AVOGARDO wrote:If the ship is travelling to you with a constant velocity, you can calculate this with the increasing gravitation, unless you think, it would loss its own mass while it is flying.
This is a scenario I had already proven false much earlier: "you don't know if it's a big object moving slowly or a small object moving quickly." You need more information than what he gives in the scenario.
And again, it boils down to the same thing. If you have the mass, you can get the distance and velocity; if you have the distance, you can get the mass and velocity, etc.
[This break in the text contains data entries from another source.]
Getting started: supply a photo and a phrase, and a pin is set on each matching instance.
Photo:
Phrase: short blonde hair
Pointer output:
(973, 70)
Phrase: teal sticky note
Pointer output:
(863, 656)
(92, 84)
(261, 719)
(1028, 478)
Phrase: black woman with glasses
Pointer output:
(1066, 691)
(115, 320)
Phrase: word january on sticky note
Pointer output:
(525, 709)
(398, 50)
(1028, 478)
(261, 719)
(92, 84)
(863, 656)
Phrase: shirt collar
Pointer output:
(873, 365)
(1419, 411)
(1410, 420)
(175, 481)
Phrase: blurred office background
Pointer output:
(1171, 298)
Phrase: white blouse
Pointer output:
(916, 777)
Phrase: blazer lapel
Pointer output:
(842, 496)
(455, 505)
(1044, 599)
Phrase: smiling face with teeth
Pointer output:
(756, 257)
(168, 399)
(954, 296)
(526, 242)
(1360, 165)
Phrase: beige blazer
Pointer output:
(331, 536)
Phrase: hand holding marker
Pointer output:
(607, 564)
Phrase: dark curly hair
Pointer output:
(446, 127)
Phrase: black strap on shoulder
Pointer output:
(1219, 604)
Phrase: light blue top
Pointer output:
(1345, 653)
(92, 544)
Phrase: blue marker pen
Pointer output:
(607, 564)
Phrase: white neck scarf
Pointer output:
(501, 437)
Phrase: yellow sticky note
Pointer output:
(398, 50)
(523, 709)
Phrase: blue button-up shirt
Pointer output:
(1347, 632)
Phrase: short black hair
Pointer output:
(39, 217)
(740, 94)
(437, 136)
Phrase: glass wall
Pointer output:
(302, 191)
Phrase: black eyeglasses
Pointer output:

There's more to it than just that, given that each gravimeter is going to lump everything within detection range into one vector. You'll have a bunch of possible gravity well combinations that could match your readings, and the problem becomes trying to figure out which range of possibilities is close enough and which ranges to ignore.
I'll address this in a fresh thread, since there's clearly interest in discussing it further.
Hyperbole is not dishonesty, especially when the term "astrophysicist" can be used to describe a "scientist" who is an "accepted expert" on gravitons. (Somehow, I don't think undergrads count as accepted experts.)
Actually, hyperbole
is dishonesty. You're saying something that even you don't think to be true.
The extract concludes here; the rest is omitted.